Song by Yes

from the album Fragile
- A-side: "Roundabout"
- Released: 12 November 1971 (UK); 4 January 1972 (US);
- Genre: Progressive rock
- Length: 3:30
- Label: Atlantic
- Songwriter: Jon Anderson
- Producers: Yes; Eddy Offord;

= Long Distance Runaround =

Song by the progressive rock group Yes

"Long Distance Runaround" is a song by the progressive rock group Yes first recorded for their 1971 album, Fragile. Written by lead singer Jon Anderson, the song was released as a B-side to "Roundabout", but became a surprise hit in its own right as a staple of album-oriented rock radio. On Fragile it segues into "The Fish (Schindleria Praematurus)".

Yes co-founder Jon Anderson wrote the lyrics to this song while allegedly remembering his encounters with religious hypocrisy and competition he experienced in attending church regularly as a youth in northern England. "Long time / waiting to feel the sound" was a sentiment toward wanting to see a real, compassionate, non-threatening example of godliness.

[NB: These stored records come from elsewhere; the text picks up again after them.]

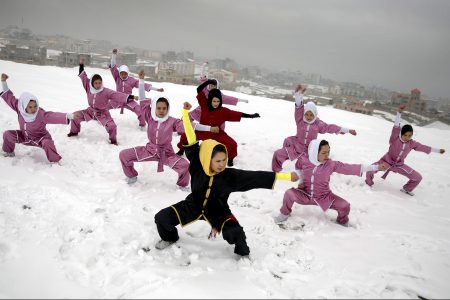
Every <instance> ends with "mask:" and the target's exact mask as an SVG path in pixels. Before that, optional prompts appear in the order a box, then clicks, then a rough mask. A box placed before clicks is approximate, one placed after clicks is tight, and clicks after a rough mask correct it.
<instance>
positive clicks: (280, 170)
mask: <svg viewBox="0 0 450 300" xmlns="http://www.w3.org/2000/svg"><path fill="white" fill-rule="evenodd" d="M305 91H306V87H305V86H304V85H301V84H299V85H298V86H297V88H296V89H295V93H294V98H295V112H294V116H295V123H296V124H297V134H296V135H295V136H290V137H287V138H285V139H284V142H283V148H281V149H278V150H276V151H275V152H274V153H273V157H272V171H274V172H279V171H281V170H282V169H283V163H284V162H285V161H286V160H288V159H289V160H291V161H293V160H297V159H299V157H301V156H303V155H305V154H306V151H307V150H308V146H309V143H310V142H311V141H312V140H314V139H316V138H317V136H318V135H319V133H321V134H324V133H335V134H345V133H350V134H352V135H356V130H354V129H347V128H345V127H341V126H338V125H334V124H327V123H325V122H324V121H322V120H320V119H319V118H318V117H317V107H316V105H315V104H314V102H308V103H306V104H304V103H303V94H304V93H305Z"/></svg>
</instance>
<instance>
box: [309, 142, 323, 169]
mask: <svg viewBox="0 0 450 300" xmlns="http://www.w3.org/2000/svg"><path fill="white" fill-rule="evenodd" d="M321 141H322V140H319V139H315V140H312V141H311V143H309V146H308V158H309V161H310V162H311V163H312V164H313V165H315V166H318V165H320V164H321V162H319V160H318V159H317V157H318V155H319V146H320V142H321Z"/></svg>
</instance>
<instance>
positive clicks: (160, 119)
mask: <svg viewBox="0 0 450 300" xmlns="http://www.w3.org/2000/svg"><path fill="white" fill-rule="evenodd" d="M159 98H166V99H167V102H169V106H168V107H167V114H166V115H165V116H164V117H162V118H160V117H158V116H157V115H156V102H158V100H159ZM155 99H156V100H153V99H152V109H151V114H152V118H153V120H155V121H158V122H159V123H162V122H164V121H166V120H167V119H168V118H169V112H170V100H169V98H167V97H166V96H164V95H159V96H158V97H157V98H155Z"/></svg>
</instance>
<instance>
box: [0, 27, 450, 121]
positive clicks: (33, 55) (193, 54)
mask: <svg viewBox="0 0 450 300" xmlns="http://www.w3.org/2000/svg"><path fill="white" fill-rule="evenodd" d="M113 48H117V49H118V50H119V51H118V55H117V64H118V65H121V64H125V65H127V66H128V67H129V68H130V71H131V72H133V73H137V72H138V71H139V70H141V69H143V70H144V71H145V74H146V76H147V78H146V79H147V80H149V81H154V82H172V83H177V84H184V85H196V84H197V83H198V78H199V75H200V69H201V65H202V63H203V62H204V61H205V58H200V57H196V56H195V55H194V52H192V51H180V52H176V51H165V52H164V51H153V50H148V49H140V48H135V47H129V46H124V47H121V45H115V44H112V43H111V42H110V41H105V40H79V39H75V38H71V37H67V36H63V35H53V36H47V35H37V34H33V32H32V31H31V30H29V29H26V28H20V27H17V26H8V27H6V28H4V29H1V30H0V60H9V61H15V62H20V63H28V64H36V65H53V66H60V67H74V66H77V65H78V62H79V58H80V56H81V55H82V56H84V57H85V58H86V65H88V66H91V67H98V68H107V67H108V65H109V64H110V61H111V52H112V49H113ZM207 60H208V74H209V77H210V78H216V79H218V80H219V82H220V87H221V89H226V90H231V91H237V92H241V93H245V94H249V95H256V96H263V97H269V98H274V99H283V100H288V101H293V97H292V95H293V89H294V88H295V86H296V85H297V84H299V83H302V84H306V85H307V86H308V88H307V91H306V96H307V98H308V99H310V100H312V101H314V102H316V103H317V104H319V105H333V106H334V107H336V108H338V109H344V110H349V111H353V112H357V113H363V114H370V115H371V114H380V115H384V114H383V113H385V112H388V113H395V111H396V110H397V108H398V106H399V105H400V104H406V105H407V106H408V113H406V114H405V115H404V118H405V119H406V120H407V121H409V122H413V123H415V124H418V125H421V126H423V125H427V124H429V123H432V122H434V121H437V120H439V121H441V122H444V123H446V124H450V99H444V98H432V97H428V96H426V95H424V94H422V92H421V90H420V87H411V90H410V91H390V90H388V89H385V88H382V87H376V86H371V87H367V86H363V85H361V84H358V83H354V82H337V81H334V80H331V79H327V78H323V77H322V76H321V75H320V74H304V73H302V72H301V71H294V72H288V71H271V70H267V69H264V68H260V67H258V66H240V65H239V64H238V63H237V62H236V61H234V60H233V59H231V58H225V59H219V58H212V59H211V58H208V59H207Z"/></svg>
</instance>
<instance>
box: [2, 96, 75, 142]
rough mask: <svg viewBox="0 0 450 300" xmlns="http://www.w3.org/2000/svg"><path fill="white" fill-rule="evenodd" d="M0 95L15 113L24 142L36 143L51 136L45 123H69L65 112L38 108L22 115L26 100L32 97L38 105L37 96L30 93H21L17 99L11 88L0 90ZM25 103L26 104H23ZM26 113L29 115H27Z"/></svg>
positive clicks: (24, 103) (27, 103) (67, 118)
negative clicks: (11, 108) (11, 89)
mask: <svg viewBox="0 0 450 300" xmlns="http://www.w3.org/2000/svg"><path fill="white" fill-rule="evenodd" d="M0 95H1V97H2V98H3V100H5V102H6V104H7V105H8V106H9V107H11V108H12V109H13V110H14V111H15V112H16V113H17V118H18V121H19V125H20V131H21V132H22V134H23V135H24V137H25V138H26V142H25V143H34V144H38V143H39V142H40V141H41V140H42V139H43V138H51V135H50V133H49V132H48V131H47V128H46V125H47V124H69V122H70V121H69V119H68V118H67V114H66V113H59V112H51V111H45V110H44V109H42V108H40V107H39V109H38V110H37V111H36V113H34V114H32V115H31V114H28V113H27V115H25V117H24V115H23V113H22V108H23V107H26V105H28V102H29V101H30V100H31V99H33V100H36V103H37V104H38V105H39V102H38V101H37V98H36V97H35V96H33V95H31V94H30V93H24V94H22V95H21V96H20V97H19V99H20V100H17V99H16V97H15V96H14V94H13V93H12V92H11V90H7V91H5V92H2V93H1V94H0ZM25 103H26V104H25ZM28 115H31V117H29V116H28Z"/></svg>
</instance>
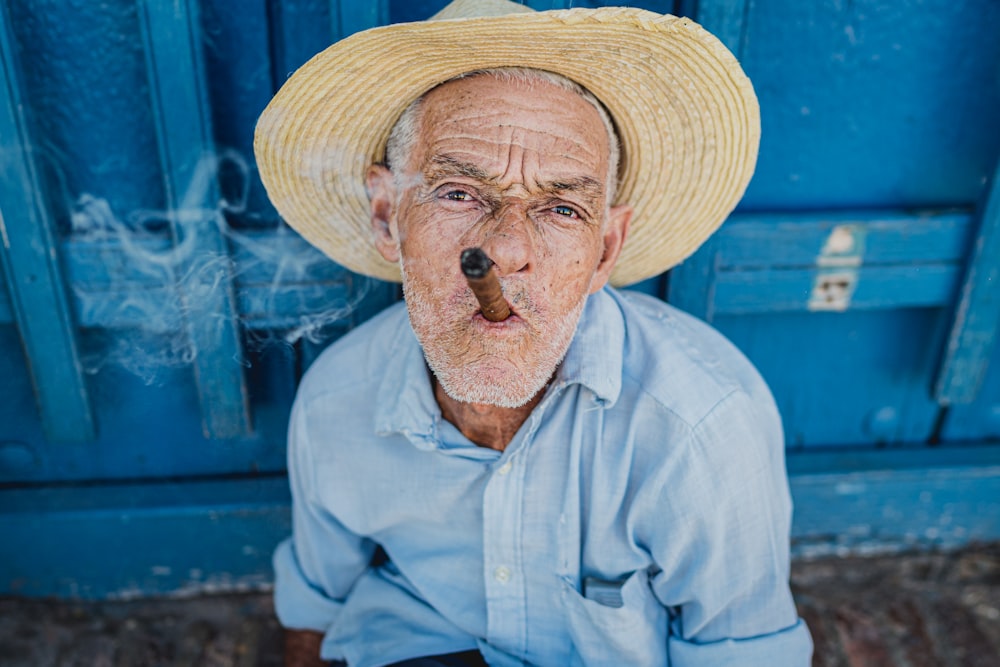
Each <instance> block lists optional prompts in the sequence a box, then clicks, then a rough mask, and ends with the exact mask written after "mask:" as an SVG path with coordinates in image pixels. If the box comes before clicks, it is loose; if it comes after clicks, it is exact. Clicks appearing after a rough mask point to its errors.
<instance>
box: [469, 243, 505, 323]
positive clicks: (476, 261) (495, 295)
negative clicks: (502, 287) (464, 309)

==Composition and recording==
The song shifts keys between A minor and B minor and is polymetric in the verses - the drums are playing in 5/8 time against the rest of the group playing in 4/4 time.

==Personnel==
- Jon Anderson – lead and backing vocals
- Steve Howe – electric guitars
- Chris Squire – bass
- Rick Wakeman – RMI 300B Electra-Piano and Harpsichord, grand piano
- Bill Bruford – drums, percussion

==Cover versions==

- The Bad Plus (album: For All I Care).
- Red House Painters (albums: Songs for a Blue Guitar and the vinyl version of Ocean Beach).
- The Joggers (album: Bridging The Distance).